Somewhere in America are people who spend a good Saturday night sitting on the couch in the basement watching the Republican debate. One such household is in the Midwest, specifically mine. Why would the Republican party hold the foreign relations debate on a Saturday night? It makes little sense from a media deadline sense - too late to make the Sunday papers, irrelevent by Monday, fodder for Sunday Morning Talkshows, widely ignored by churchgoers. The timing seemed designed to be off the radar of the average Republican Primary Voter. Which might be a good thing, as some pretty dumb ideas came to light.
First, in an invocation of the patron saint of the Republican Party, Ronald Reagan, Rick Perry seemed to indicate that Russia would be on the ash heap of history. Soviet Union, maybe, but Russia seems to be just fine and dandy and spreading it's influence around the world.
Michele Bachmann came up with the idea that U.S. sanctions on Iran alone is enough to bring the Iranian economy crashing down. I can think of at least two countries more influential on Iran's economy than the U.S... one of which is supposed to be on the ash heap of history.

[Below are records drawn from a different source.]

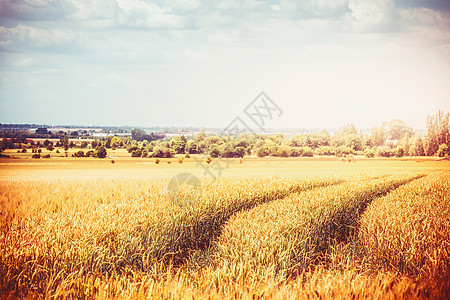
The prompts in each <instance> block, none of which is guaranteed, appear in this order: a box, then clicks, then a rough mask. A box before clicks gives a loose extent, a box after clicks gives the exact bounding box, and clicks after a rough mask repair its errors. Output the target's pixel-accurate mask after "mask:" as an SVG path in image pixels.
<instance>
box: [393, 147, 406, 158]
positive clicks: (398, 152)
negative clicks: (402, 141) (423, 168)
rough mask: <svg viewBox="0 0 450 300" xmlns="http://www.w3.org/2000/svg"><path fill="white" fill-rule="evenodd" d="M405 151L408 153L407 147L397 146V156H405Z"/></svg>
mask: <svg viewBox="0 0 450 300" xmlns="http://www.w3.org/2000/svg"><path fill="white" fill-rule="evenodd" d="M405 153H406V150H405V147H403V146H398V147H397V148H395V151H394V154H395V157H403V156H405Z"/></svg>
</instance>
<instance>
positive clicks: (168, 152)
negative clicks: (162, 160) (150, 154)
mask: <svg viewBox="0 0 450 300" xmlns="http://www.w3.org/2000/svg"><path fill="white" fill-rule="evenodd" d="M174 155H175V151H174V150H172V149H170V148H168V147H155V148H154V149H153V152H152V153H151V155H149V156H150V157H159V158H171V157H173V156H174Z"/></svg>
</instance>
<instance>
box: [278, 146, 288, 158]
mask: <svg viewBox="0 0 450 300" xmlns="http://www.w3.org/2000/svg"><path fill="white" fill-rule="evenodd" d="M289 155H290V149H289V148H288V147H279V148H278V150H277V156H280V157H289Z"/></svg>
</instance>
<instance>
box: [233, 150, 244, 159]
mask: <svg viewBox="0 0 450 300" xmlns="http://www.w3.org/2000/svg"><path fill="white" fill-rule="evenodd" d="M245 153H246V149H245V148H244V147H236V148H235V151H234V154H235V156H236V157H241V158H242V157H244V156H245Z"/></svg>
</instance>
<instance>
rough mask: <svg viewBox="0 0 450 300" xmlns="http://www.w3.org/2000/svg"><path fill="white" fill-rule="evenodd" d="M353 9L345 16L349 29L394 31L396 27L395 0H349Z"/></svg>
mask: <svg viewBox="0 0 450 300" xmlns="http://www.w3.org/2000/svg"><path fill="white" fill-rule="evenodd" d="M349 9H350V10H351V11H350V12H349V13H347V15H346V16H345V21H346V23H345V24H344V29H345V30H348V31H356V32H364V31H369V32H371V31H392V30H393V29H394V28H395V18H396V9H395V3H394V0H349Z"/></svg>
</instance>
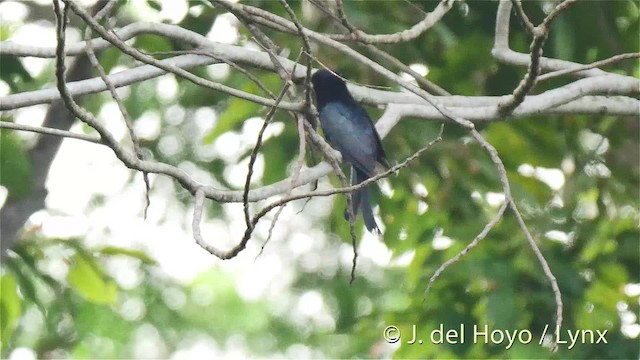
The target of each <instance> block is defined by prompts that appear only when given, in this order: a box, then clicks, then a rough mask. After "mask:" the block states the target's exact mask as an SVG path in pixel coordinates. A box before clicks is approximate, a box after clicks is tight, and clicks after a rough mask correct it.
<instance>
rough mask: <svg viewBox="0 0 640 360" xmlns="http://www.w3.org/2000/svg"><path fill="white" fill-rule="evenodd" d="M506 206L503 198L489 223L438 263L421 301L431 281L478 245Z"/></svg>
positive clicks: (491, 226)
mask: <svg viewBox="0 0 640 360" xmlns="http://www.w3.org/2000/svg"><path fill="white" fill-rule="evenodd" d="M508 206H509V202H508V201H506V199H505V201H504V202H503V203H502V205H500V208H499V209H498V212H497V213H496V215H495V216H494V217H493V219H492V220H491V221H490V222H489V223H487V225H485V226H484V229H482V231H481V232H480V233H479V234H478V236H476V237H475V239H473V241H472V242H470V243H469V244H468V245H467V246H465V247H464V249H462V250H461V251H460V252H459V253H457V254H456V255H455V256H454V257H452V258H451V259H449V260H447V261H445V262H444V263H443V264H442V265H440V267H439V268H438V270H436V272H434V273H433V275H431V277H430V278H429V283H428V284H427V288H426V289H425V290H424V294H423V295H422V301H425V300H426V299H427V294H429V290H431V286H432V285H433V282H434V281H436V279H438V278H439V277H440V274H442V273H443V272H444V271H445V270H446V269H447V268H448V267H449V266H450V265H452V264H455V263H457V262H458V261H459V260H460V259H461V258H462V257H463V256H465V255H467V254H468V253H469V251H470V250H472V249H473V248H475V247H476V246H478V244H479V243H480V241H482V240H483V239H484V238H485V237H487V235H488V234H489V232H490V231H491V229H493V227H494V226H496V224H497V223H498V222H499V221H500V219H502V215H504V211H505V210H506V209H507V207H508Z"/></svg>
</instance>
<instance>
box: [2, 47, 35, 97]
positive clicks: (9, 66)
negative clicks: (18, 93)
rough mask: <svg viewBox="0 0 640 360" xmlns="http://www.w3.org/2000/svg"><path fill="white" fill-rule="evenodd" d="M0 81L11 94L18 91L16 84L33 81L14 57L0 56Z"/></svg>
mask: <svg viewBox="0 0 640 360" xmlns="http://www.w3.org/2000/svg"><path fill="white" fill-rule="evenodd" d="M0 64H2V66H0V79H2V81H4V82H5V83H7V84H8V85H9V87H10V88H11V91H12V92H17V91H19V89H18V86H17V84H18V83H25V82H30V81H33V78H32V77H31V75H29V72H27V70H26V69H25V68H24V66H22V63H21V62H20V60H18V58H17V57H16V56H13V55H4V54H3V55H0Z"/></svg>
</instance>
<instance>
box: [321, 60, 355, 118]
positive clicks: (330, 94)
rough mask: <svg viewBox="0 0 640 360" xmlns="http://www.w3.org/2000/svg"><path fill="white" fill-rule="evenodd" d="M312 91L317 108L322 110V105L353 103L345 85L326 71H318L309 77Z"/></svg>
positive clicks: (346, 86)
mask: <svg viewBox="0 0 640 360" xmlns="http://www.w3.org/2000/svg"><path fill="white" fill-rule="evenodd" d="M311 83H312V84H313V90H314V91H315V93H316V100H317V101H318V107H319V108H320V109H322V107H324V105H326V104H327V103H329V102H332V101H343V102H345V101H346V102H351V101H354V100H353V97H351V94H349V90H347V84H346V83H345V82H344V80H342V79H341V78H340V77H338V76H337V75H335V74H334V73H332V72H331V71H328V70H324V69H321V70H318V71H316V72H315V73H314V74H313V76H311Z"/></svg>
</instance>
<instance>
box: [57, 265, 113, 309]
mask: <svg viewBox="0 0 640 360" xmlns="http://www.w3.org/2000/svg"><path fill="white" fill-rule="evenodd" d="M72 263H73V267H72V268H71V270H69V274H68V275H67V280H68V281H69V284H71V286H72V287H73V288H74V289H75V290H76V291H77V292H78V293H79V294H81V295H82V296H84V297H85V298H86V299H87V300H89V301H91V302H94V303H100V304H114V303H115V302H116V299H117V296H118V289H117V286H116V284H115V282H113V281H112V280H109V279H108V278H106V276H105V275H104V274H103V273H102V271H101V268H100V265H98V264H97V263H96V262H94V261H92V260H89V259H87V258H86V257H84V256H79V255H76V256H74V257H73V259H72Z"/></svg>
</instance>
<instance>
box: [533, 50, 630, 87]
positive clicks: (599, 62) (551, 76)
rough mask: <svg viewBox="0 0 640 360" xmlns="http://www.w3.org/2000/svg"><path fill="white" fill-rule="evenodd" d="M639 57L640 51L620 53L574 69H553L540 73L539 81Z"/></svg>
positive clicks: (604, 65)
mask: <svg viewBox="0 0 640 360" xmlns="http://www.w3.org/2000/svg"><path fill="white" fill-rule="evenodd" d="M638 58H640V53H624V54H618V55H615V56H612V57H610V58H607V59H604V60H600V61H596V62H592V63H591V64H586V65H583V66H579V67H577V68H574V69H565V70H558V71H552V72H549V73H546V74H544V75H540V76H538V82H540V81H544V80H549V79H551V78H554V77H558V76H563V75H568V74H573V73H576V72H579V71H583V70H589V69H595V68H599V67H602V66H606V65H611V64H614V63H617V62H619V61H623V60H627V59H638Z"/></svg>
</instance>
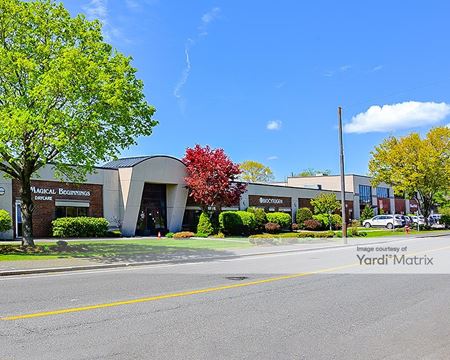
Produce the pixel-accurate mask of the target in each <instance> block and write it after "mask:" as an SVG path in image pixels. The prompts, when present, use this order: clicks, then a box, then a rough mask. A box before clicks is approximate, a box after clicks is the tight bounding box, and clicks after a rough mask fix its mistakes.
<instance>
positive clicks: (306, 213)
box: [295, 208, 313, 227]
mask: <svg viewBox="0 0 450 360" xmlns="http://www.w3.org/2000/svg"><path fill="white" fill-rule="evenodd" d="M312 216H313V213H312V211H311V210H310V209H309V208H300V209H298V210H297V214H296V216H295V220H296V221H297V224H299V226H300V227H303V223H304V222H305V221H306V220H311V219H312V218H313V217H312Z"/></svg>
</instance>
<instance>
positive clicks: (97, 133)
mask: <svg viewBox="0 0 450 360" xmlns="http://www.w3.org/2000/svg"><path fill="white" fill-rule="evenodd" d="M135 75H136V69H134V68H133V67H132V66H131V58H129V57H126V56H124V55H122V54H121V53H119V52H117V51H116V50H114V49H113V48H112V47H111V46H110V45H109V44H107V43H105V42H104V41H103V37H102V32H101V24H100V22H99V21H88V20H86V18H85V17H84V16H83V15H78V16H76V17H71V15H70V14H69V12H68V11H67V10H66V9H65V8H64V7H63V5H62V4H57V3H55V2H54V1H52V0H42V1H20V0H2V1H1V2H0V171H3V172H4V173H6V174H7V175H8V176H10V177H11V178H14V179H17V180H18V181H19V183H20V187H21V192H20V197H21V201H22V217H23V237H24V239H23V243H24V244H25V245H34V242H33V233H32V213H33V208H34V206H33V201H32V194H31V190H30V186H31V178H32V176H33V175H35V174H36V172H37V171H38V170H39V169H40V168H42V167H43V166H45V165H46V164H49V163H51V164H52V165H53V166H54V168H55V171H56V174H57V175H58V176H60V177H61V178H64V179H68V180H73V181H79V180H82V179H83V178H85V175H86V174H87V173H89V172H92V171H93V167H94V165H95V164H96V163H99V162H102V161H107V160H109V159H111V158H114V157H115V156H117V154H118V152H119V151H120V150H121V149H123V148H126V147H128V146H130V145H132V144H134V143H135V138H136V136H139V135H150V134H151V132H152V127H153V126H155V125H156V124H157V123H156V122H155V121H154V120H152V118H151V117H152V115H153V113H154V108H153V107H151V106H150V105H149V104H148V103H147V101H146V100H145V97H144V93H143V83H142V82H141V81H140V80H138V79H137V78H136V76H135ZM68 164H76V165H77V166H76V167H74V166H70V165H68Z"/></svg>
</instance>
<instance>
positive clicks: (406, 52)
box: [63, 0, 450, 180]
mask: <svg viewBox="0 0 450 360" xmlns="http://www.w3.org/2000/svg"><path fill="white" fill-rule="evenodd" d="M63 2H64V4H65V5H66V6H67V7H68V8H69V10H70V11H71V12H72V13H73V14H76V13H79V12H84V13H86V14H87V16H88V17H90V18H93V17H95V18H100V20H102V22H103V23H104V25H105V26H104V33H105V37H106V38H107V39H108V41H109V42H110V43H112V44H113V45H114V46H115V47H116V48H118V49H119V50H120V51H122V52H123V53H125V54H127V55H131V56H132V57H133V58H134V65H135V66H136V67H137V68H138V76H139V77H140V78H141V79H143V81H144V83H145V92H146V96H147V98H148V101H149V103H151V104H152V105H154V106H155V107H156V109H157V113H156V116H155V118H156V119H158V120H159V121H160V125H158V126H157V127H156V128H155V129H154V133H153V135H152V136H150V137H148V138H142V139H139V140H138V145H137V146H135V147H133V148H130V149H128V150H125V151H124V152H123V154H122V155H123V156H128V155H142V154H170V155H174V156H177V157H182V156H183V154H184V151H185V149H186V147H191V146H194V145H195V144H196V143H199V144H202V145H205V144H209V145H210V146H212V147H222V148H224V149H225V151H226V152H227V153H228V154H229V155H230V157H231V158H232V159H233V160H234V161H236V162H242V161H244V160H247V159H251V160H256V161H260V162H262V163H264V164H266V165H268V166H270V167H271V168H272V169H273V170H274V172H275V174H276V177H277V179H280V180H281V179H283V178H284V177H285V176H287V175H290V173H291V172H298V171H300V170H302V169H305V168H310V167H313V168H319V169H330V170H331V171H332V172H333V173H337V172H338V171H339V161H338V160H339V158H338V141H337V140H338V134H337V107H338V106H339V105H342V107H343V113H344V122H345V123H347V124H349V125H346V131H347V132H346V134H345V140H344V141H345V150H346V170H347V172H349V173H350V172H353V173H361V174H365V173H366V172H367V161H368V159H369V153H370V151H371V150H372V149H373V147H374V146H375V145H376V144H378V143H379V142H381V141H382V140H383V139H384V138H385V137H386V136H388V135H392V134H393V135H396V136H399V135H403V134H406V133H408V132H410V131H413V130H414V131H419V132H421V133H425V132H426V131H427V130H428V129H429V128H430V127H431V126H433V125H438V124H447V123H448V122H449V120H448V118H447V117H448V115H449V114H450V105H447V103H450V98H449V97H450V95H449V94H450V93H449V90H450V68H449V66H450V65H449V64H450V62H449V54H450V50H449V49H450V46H449V45H450V44H449V43H450V37H449V36H448V35H449V34H450V22H449V21H448V14H449V13H450V2H448V1H408V2H407V3H406V2H400V1H398V2H394V1H382V0H377V1H371V2H361V1H331V0H330V1H320V0H319V1H296V0H281V1H268V0H248V1H241V0H226V1H225V0H223V1H220V0H218V1H212V0H211V1H210V0H196V1H194V0H192V1H184V0H177V1H176V0H64V1H63Z"/></svg>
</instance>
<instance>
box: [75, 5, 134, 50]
mask: <svg viewBox="0 0 450 360" xmlns="http://www.w3.org/2000/svg"><path fill="white" fill-rule="evenodd" d="M82 9H83V11H84V12H85V13H86V17H87V18H88V19H89V20H95V19H96V20H100V22H101V23H102V24H103V29H102V31H103V35H104V37H105V40H106V41H108V42H110V41H111V40H112V39H113V38H114V39H117V40H119V41H122V42H130V40H129V39H128V38H126V37H125V36H124V34H123V33H122V31H121V30H120V29H119V28H118V27H115V26H113V25H112V24H111V21H110V17H109V10H108V0H89V2H88V3H87V4H86V5H85V6H83V7H82Z"/></svg>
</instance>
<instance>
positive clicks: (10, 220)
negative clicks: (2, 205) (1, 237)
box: [0, 209, 12, 232]
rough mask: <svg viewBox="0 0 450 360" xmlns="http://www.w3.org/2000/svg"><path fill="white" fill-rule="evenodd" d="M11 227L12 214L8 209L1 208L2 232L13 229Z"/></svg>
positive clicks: (1, 222) (1, 221)
mask: <svg viewBox="0 0 450 360" xmlns="http://www.w3.org/2000/svg"><path fill="white" fill-rule="evenodd" d="M11 227H12V219H11V215H9V212H7V211H6V210H3V209H0V232H4V231H8V230H11Z"/></svg>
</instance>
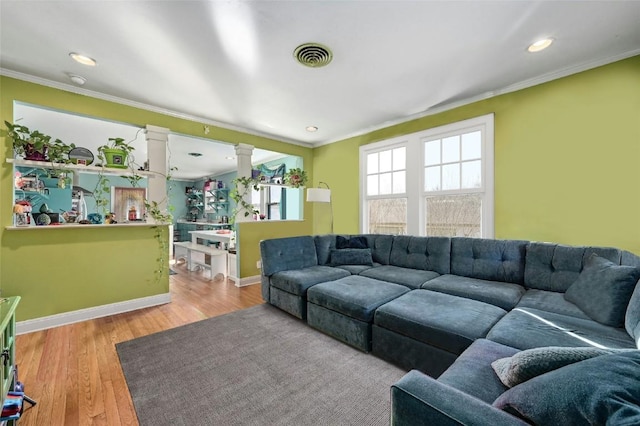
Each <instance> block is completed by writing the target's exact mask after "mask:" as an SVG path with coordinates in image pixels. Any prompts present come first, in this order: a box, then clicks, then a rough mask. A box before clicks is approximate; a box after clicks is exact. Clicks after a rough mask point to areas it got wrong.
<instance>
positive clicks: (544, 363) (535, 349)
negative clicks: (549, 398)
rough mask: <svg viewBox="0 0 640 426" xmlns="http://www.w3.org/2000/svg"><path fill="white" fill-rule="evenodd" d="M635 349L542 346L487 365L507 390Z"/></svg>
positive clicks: (508, 357) (634, 349) (589, 346)
mask: <svg viewBox="0 0 640 426" xmlns="http://www.w3.org/2000/svg"><path fill="white" fill-rule="evenodd" d="M633 350H635V349H600V348H595V347H593V346H586V347H577V348H570V347H566V346H545V347H543V348H533V349H527V350H524V351H520V352H518V353H517V354H515V355H513V356H510V357H506V358H500V359H498V360H495V361H493V362H492V363H491V367H492V368H493V370H494V371H495V372H496V374H497V375H498V378H499V379H500V381H501V382H502V383H504V385H505V386H507V387H509V388H511V387H513V386H517V385H519V384H520V383H522V382H526V381H527V380H530V379H533V378H534V377H537V376H539V375H541V374H544V373H548V372H550V371H553V370H557V369H558V368H561V367H564V366H565V365H569V364H573V363H576V362H580V361H584V360H585V359H590V358H594V357H596V356H601V355H609V354H612V353H614V351H633Z"/></svg>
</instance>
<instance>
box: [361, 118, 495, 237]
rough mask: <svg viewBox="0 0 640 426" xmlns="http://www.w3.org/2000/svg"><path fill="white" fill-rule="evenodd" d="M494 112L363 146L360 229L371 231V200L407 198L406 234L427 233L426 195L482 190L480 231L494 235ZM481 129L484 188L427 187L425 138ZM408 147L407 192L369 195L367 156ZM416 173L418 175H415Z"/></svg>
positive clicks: (417, 234) (479, 191) (482, 161)
mask: <svg viewBox="0 0 640 426" xmlns="http://www.w3.org/2000/svg"><path fill="white" fill-rule="evenodd" d="M494 121H495V117H494V114H493V113H491V114H486V115H482V116H479V117H474V118H470V119H467V120H462V121H458V122H455V123H450V124H446V125H443V126H438V127H434V128H431V129H426V130H421V131H419V132H415V133H411V134H407V135H402V136H398V137H395V138H391V139H386V140H383V141H379V142H375V143H372V144H368V145H363V146H361V147H360V173H359V175H360V179H359V191H360V203H359V209H360V211H359V218H360V221H359V222H360V224H359V227H360V232H361V233H368V232H369V223H368V220H369V218H368V208H367V206H368V200H370V199H389V198H407V234H408V235H424V233H425V232H426V231H425V228H426V223H425V214H424V213H425V209H426V206H425V205H426V202H425V200H426V197H427V196H433V195H452V194H453V195H455V194H465V193H481V194H483V195H482V219H481V225H480V226H481V235H482V237H483V238H494V233H495V226H494V222H495V214H494V210H495V209H494V199H495V194H494V192H495V185H494V173H495V170H494V144H495V134H494ZM476 130H480V131H481V135H482V136H481V143H482V148H481V149H482V154H481V155H482V157H481V160H482V167H481V175H482V186H481V188H468V189H464V190H447V191H438V192H434V191H426V190H425V187H424V168H425V164H424V158H425V153H424V149H425V148H424V146H425V142H426V141H430V140H435V139H442V138H445V137H447V136H453V135H461V134H464V133H469V132H473V131H476ZM401 146H404V147H406V162H407V163H406V169H405V170H406V179H407V180H406V185H405V188H406V192H405V193H404V194H385V195H376V196H368V195H367V156H368V155H369V154H372V153H376V152H380V151H386V150H390V149H395V148H398V147H401ZM415 177H417V179H416V178H415Z"/></svg>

A lot of the Republican candidates are in favor of torture. I'll just let that sit for a moment. Republicans are in favor of torture.
Finally, in another Rick Perry moment, he is in favor of setting all foreign aid budgets to zero, and then making the case for increasing funding on a country by country basis. What this shows is not only is Perry unaware that foreign aid exists to fund American interests (not always those of the countries to whom we give it), but that this is kind of how the federal budget process is supposed to work. Lately, we haven't managed to pass budgets on time, but what's supposed to happen is that each department gives a detailed budget to the President, indicating which areas need more funding, and which needs less - new projects end, new ones begin. Every year, these funding levels are voted on by Congress, unless a deal can be reached, where you get a series of stop-gap budget votes to just continue the previous budget levels. If it feels like all we do is vote to continue last year's budget without examining what's in there, there's some truth to that.
Then, there's the dumb assertion that you can just zero out the Foreign Aid line in the budget - It's not like there is one line in the budget that reads "Foreign Aid". We give money to foreign countries in the form of State Department funding, Military spending, Energy Department programs (like, securing spent nuclear fuel), Education grants (bringing smart future leaders to the US for education so they'll love us later... like the current President of Ireland), and Commerce Department officials who negotiate trade treaties to increase the supply of cheap dollar store knick-knacks for Wal-Mart, and a host of smaller programs that advance American interests. We don't give out blank checks - unless you are Israel. Most foreign aid is targeted programs, far too little is USAid giving food to starving people. The idea of starting each budget at zero is not even new, it came from Jimmy Carter of all people.
Only one person stood up to this moronic idea, but Jon Huntsman has no shot at the nomination. That makes me both angry and scared.